У дамы с начесом возникло в глазах легко
читаемое выражение ненависти и чего-то еще, читаемого уже с затруднением. Она
мгновение смотрела на Алену в упор, потом опустила глаза, пожала плечами и
сказала:
– Ну, как хотите, госпожа Ярушкина. Я для
вас же старалась, честное слово. Я-то думала, вы не захотите жить в номере, в
котором только что умер человек.
Из дневника убийцы
Мне повезло. Я до безумия люблю то дело,
которым занимаюсь в жизни. Они меня возвышают над другими, эти проблемы,
разрешить которые я пытаюсь. Человек, даже труп, – частица природы. А что
может быть выше попытки овладеть тайнами природы? Ведь на самом деле мир не
стоил бы ничего, если бы не давал средств для своего изучения. Средство это –
наука. Не только потому, что она подсказывает пути для того, как исправить
ошибки природы. Да, и она, великая наша природа-матушка, совершает ошибки. Не
ошибается только тот, кто ничего не делает, а она – великая творительница… Но в
самом деле существование, борьба, смерть людей совершенно непонятны, если их брать
так, как они есть, если принимать, не пытаясь осмыслить. Это все полнейший хаос
и непоследовательность! Зачем борьба, волнения, страх, если все сами по себе
они ничем не связаны и вдобавок кончаются могилой? Разве стремления не такая же
нелепость, как неподвижность? Но взгляните на них как на воплощение
биологических законов, и все тотчас становится осмысленным и прекрасным. Вот
возьмите хотя бы улицу. Что это такое? Это артерия. Она разветвляется, давая в
стороны переулки – эти веточки, копирующие сосудистую сеть. По ним бегут люди.
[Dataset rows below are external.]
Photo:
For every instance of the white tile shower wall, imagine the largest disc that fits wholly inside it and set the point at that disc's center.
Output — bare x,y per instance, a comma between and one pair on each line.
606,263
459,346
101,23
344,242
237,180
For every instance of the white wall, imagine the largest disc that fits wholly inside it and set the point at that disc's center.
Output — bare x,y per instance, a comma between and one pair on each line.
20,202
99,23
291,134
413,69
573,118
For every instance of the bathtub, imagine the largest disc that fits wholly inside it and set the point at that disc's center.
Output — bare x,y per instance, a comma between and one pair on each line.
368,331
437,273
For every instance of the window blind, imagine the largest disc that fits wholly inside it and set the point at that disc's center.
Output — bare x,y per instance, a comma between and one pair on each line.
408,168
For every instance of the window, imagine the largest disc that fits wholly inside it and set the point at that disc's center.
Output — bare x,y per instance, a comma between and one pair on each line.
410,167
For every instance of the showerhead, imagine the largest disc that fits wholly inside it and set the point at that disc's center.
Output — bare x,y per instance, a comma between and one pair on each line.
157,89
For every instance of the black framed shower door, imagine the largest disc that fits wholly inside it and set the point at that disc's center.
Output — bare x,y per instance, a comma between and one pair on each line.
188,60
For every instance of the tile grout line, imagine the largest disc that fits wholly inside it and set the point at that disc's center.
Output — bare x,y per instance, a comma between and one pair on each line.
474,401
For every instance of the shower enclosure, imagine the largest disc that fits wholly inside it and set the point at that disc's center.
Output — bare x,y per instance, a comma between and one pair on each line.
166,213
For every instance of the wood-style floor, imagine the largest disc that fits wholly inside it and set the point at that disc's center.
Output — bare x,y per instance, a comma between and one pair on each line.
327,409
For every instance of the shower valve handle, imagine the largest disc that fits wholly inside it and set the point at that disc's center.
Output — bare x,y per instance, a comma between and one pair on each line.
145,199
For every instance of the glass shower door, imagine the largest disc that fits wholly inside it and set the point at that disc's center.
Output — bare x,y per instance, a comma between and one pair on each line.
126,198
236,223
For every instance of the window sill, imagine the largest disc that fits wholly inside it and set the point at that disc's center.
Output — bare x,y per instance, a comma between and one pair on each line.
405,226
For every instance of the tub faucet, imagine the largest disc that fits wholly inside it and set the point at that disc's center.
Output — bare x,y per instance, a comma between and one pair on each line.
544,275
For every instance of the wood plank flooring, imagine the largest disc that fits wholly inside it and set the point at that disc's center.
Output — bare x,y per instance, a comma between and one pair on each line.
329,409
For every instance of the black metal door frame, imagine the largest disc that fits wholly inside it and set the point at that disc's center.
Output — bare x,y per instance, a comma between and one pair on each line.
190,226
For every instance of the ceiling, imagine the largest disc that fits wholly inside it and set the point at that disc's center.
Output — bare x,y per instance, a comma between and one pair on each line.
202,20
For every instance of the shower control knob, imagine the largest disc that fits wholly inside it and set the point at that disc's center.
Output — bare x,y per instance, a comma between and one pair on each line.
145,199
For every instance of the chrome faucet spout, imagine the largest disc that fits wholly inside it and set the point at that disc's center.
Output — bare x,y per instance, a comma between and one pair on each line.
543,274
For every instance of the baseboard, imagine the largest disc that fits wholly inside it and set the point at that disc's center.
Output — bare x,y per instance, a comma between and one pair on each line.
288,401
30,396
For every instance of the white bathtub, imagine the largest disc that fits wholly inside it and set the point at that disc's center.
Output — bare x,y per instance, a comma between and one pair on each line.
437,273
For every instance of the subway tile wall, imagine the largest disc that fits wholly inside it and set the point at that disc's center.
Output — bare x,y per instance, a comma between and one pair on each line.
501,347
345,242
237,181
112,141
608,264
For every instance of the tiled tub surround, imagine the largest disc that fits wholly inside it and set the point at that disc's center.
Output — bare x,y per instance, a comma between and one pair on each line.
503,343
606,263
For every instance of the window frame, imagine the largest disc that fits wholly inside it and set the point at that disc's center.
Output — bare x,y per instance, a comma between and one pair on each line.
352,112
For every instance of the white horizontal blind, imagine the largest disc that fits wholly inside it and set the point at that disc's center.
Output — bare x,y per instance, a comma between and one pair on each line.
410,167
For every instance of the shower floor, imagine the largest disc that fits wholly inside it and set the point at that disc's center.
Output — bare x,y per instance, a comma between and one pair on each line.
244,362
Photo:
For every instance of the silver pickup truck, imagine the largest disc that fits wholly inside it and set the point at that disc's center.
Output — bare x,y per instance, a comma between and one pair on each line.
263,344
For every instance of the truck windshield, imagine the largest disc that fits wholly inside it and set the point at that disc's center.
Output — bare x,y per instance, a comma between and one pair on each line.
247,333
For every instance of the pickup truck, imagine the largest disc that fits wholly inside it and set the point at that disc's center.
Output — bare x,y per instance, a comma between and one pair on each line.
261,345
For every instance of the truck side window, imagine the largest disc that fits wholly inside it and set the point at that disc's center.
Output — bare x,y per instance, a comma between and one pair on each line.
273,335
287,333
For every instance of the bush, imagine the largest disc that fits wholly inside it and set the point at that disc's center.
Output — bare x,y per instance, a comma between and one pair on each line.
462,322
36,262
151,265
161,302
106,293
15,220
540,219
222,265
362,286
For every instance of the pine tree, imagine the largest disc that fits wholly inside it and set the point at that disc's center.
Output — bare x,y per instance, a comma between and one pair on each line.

Прохожие жмутся вдоль стен – это белые кровяные шарики; вот один вошел в дверь;
но ведь это он пронзил артерию и юркнул в самую паренхиму органа. А посредине
улицы несется главная масса: это ведь поток красных кровяных телец. Смотрите,
на углу крики, шум: кто-то нападает на мирно идущего человека и хочет его
избить. Сейчас же собирается толпа, со всех сторон подбегают милиционеры. Разве
это не фагоциты спешат обезвредить опасный микроб? Родильные дома, детские
сады, школы – разве это не участки костного мозга, где образуются и развиваются
молодые клеточные особи?
Да, кругом столько материала для созерцания! И
не просто для созерцания, но и для исправления. Тогда понимаешь, что ты –
только клеточка мироздания, но имеющая свое особое значение и место в космосе.
Уяснять это все – всегда высокое наслаждение. И даже житейские невзгоды, даже
недуги, даже потери не могут омрачить этих духовных радостей.
Нет, потери бывают разные… Но даже в час самой
горькой моей утраты мой дух поддерживают эти размышления!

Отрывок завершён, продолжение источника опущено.